Making the internet more inclusive in India

More than 400 million people in India use the internet, and more are coming online every day. But the vast majority of India’s online content is in English, which only 20 percent of the country’s population speaks—meaning most Indians have a hard time finding content and services in their language.

Building for everyone means first and foremost making things work in the languages people speak. That’s why we’ve now brought our new neural machine translation technology to translations between English and nine widely used Indian languages—Hindi, Bengali, Marathi, Gujarati, Punjabi, Tamil, Telugu, Malayalam and Kannada.

Neural machine translation translates full sentences at a time, instead of pieces of a sentence, using this broader context to help it figure out the most relevant translation. The result is higher-quality, more human sounding translations.
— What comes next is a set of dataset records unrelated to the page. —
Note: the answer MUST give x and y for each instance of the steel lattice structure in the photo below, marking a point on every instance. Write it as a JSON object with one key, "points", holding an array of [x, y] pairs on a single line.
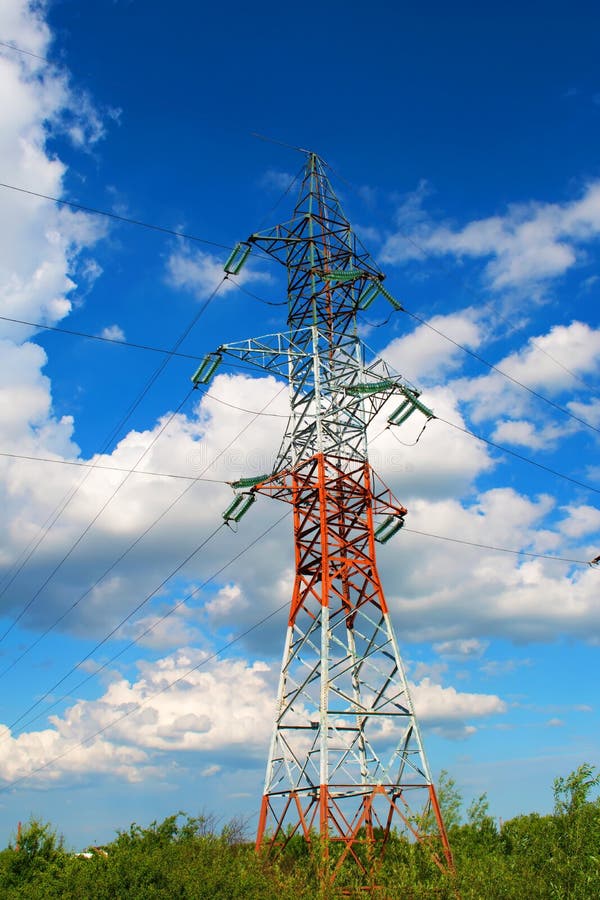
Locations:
{"points": [[346, 760]]}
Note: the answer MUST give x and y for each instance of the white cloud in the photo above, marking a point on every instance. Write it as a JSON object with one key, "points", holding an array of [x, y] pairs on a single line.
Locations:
{"points": [[113, 332], [531, 243], [466, 648], [213, 707], [200, 273], [424, 354], [451, 710], [580, 520]]}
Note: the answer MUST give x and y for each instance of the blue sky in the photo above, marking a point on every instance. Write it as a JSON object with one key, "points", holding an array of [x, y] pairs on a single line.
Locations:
{"points": [[463, 148]]}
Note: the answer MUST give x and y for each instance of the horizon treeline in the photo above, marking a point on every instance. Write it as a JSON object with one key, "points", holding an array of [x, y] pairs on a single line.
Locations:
{"points": [[531, 856]]}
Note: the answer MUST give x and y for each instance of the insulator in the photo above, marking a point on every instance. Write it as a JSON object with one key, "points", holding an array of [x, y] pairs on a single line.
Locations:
{"points": [[238, 507], [368, 295], [342, 275], [207, 368], [373, 387], [397, 306], [397, 417], [418, 404], [248, 482], [388, 529], [237, 258]]}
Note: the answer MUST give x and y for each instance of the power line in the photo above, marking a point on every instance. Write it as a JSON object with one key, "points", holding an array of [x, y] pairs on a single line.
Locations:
{"points": [[495, 368], [497, 446], [111, 215], [98, 337], [69, 496], [488, 303], [527, 459], [128, 549], [26, 52], [444, 537], [139, 637], [152, 696], [97, 467], [81, 537]]}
Just like it’s easier to learn a language when you already know a related language, our neural technology speaks each language better when it learns several at a time. For example, we have a whole lot more sample data for Hindi than its relatives Marathi and Bengali, but when we train them all together, the translations for all improve more than if we’d trained each individually.

NMT Translation India.jpg
Left: Phrase-based translation; right: neural machine translation

These improvements to Google Translate in India join several other updates we announced at an event in New Delhi today, including neutral machine translation in Chrome and bringing the Rajpal & Sons Hindi dictionary online so it’s easier for Hindi speakers to find word meanings right in search results. All these improvements help make the web more useful for hundreds of millions of Indians, and bring them closer to benefiting from the full value of the internet.